In un anno, argomenta Woollard, l’accordo ha avuto “successo” nel legittimare nel dibattito politico un’erosione del diritto d’asilo; è divenuto un modello di “esternalizzazione” (outsourcing) delle responsabilità di protezione verso Paesi instabili e precari sotto il profilo dei diritti umani in cambio di finanziamenti per lo sviluppo, «come se i rifugiati fossero merce di scambio»; e ha ceduto a questi governi un vero e proprio «capitale politico», lasciando l’UE come «in debito» e facendo della Turchia «l’esempio più ovvio della crescente abilità di questi Paesi terzi di influenzare l’Europa, e non viceversa».
In una parola: possibile che non esistano altri mezzi per evitare i naufragi nel Mediterraneo? Canali finalmente legali per chiedere asilo in Europa, corridoi umanitari non occasionali, programmi di reinsediamento non al contagocce, visti per riunificazione familiare, lavoro e studio, “sponsorizzazioni” private…

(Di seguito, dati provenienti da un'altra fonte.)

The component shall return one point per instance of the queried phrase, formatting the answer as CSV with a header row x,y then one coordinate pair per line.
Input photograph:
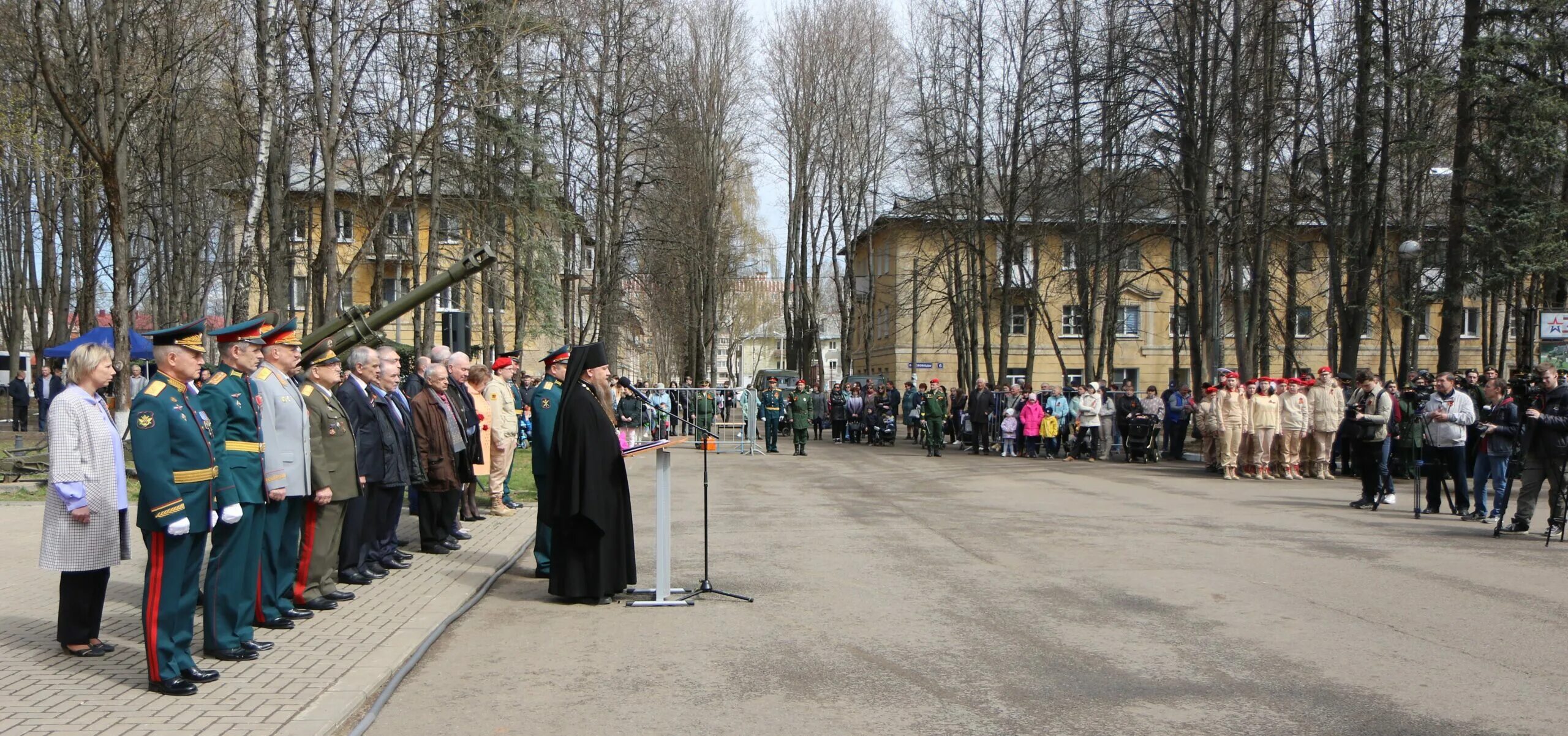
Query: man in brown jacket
x,y
440,437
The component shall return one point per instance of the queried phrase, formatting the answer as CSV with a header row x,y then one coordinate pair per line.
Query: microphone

Se Pilato dà udienza a Strasburgo
Però è dal settembre 2015 che la Commissione Europea propone di inserire la Turchia, a tutti gli effetti, in una costituenda lista di Paesi sicuri in materia d’asilo vincolante per tutti i Paesi dell’Unione.
Intanto, in queste settimane la Corte di Giustizia dell’Unione Europea si è dichiarata incompetente a decidere su tre ricorsi contro la “dichiarazione” del 18 marzo presentati dai difensori di due pakistani e un afghano.
Secondo il Tribunale dell’Unione, l’accordo UE-Turchia non sarebbe stato sottoscritto da istituzioni dell’UE (il Consiglio Europeo), ma dai leader dei Paesi membri: leggere qui per credere. Pilato ha aperto un ufficio a Strasburgo.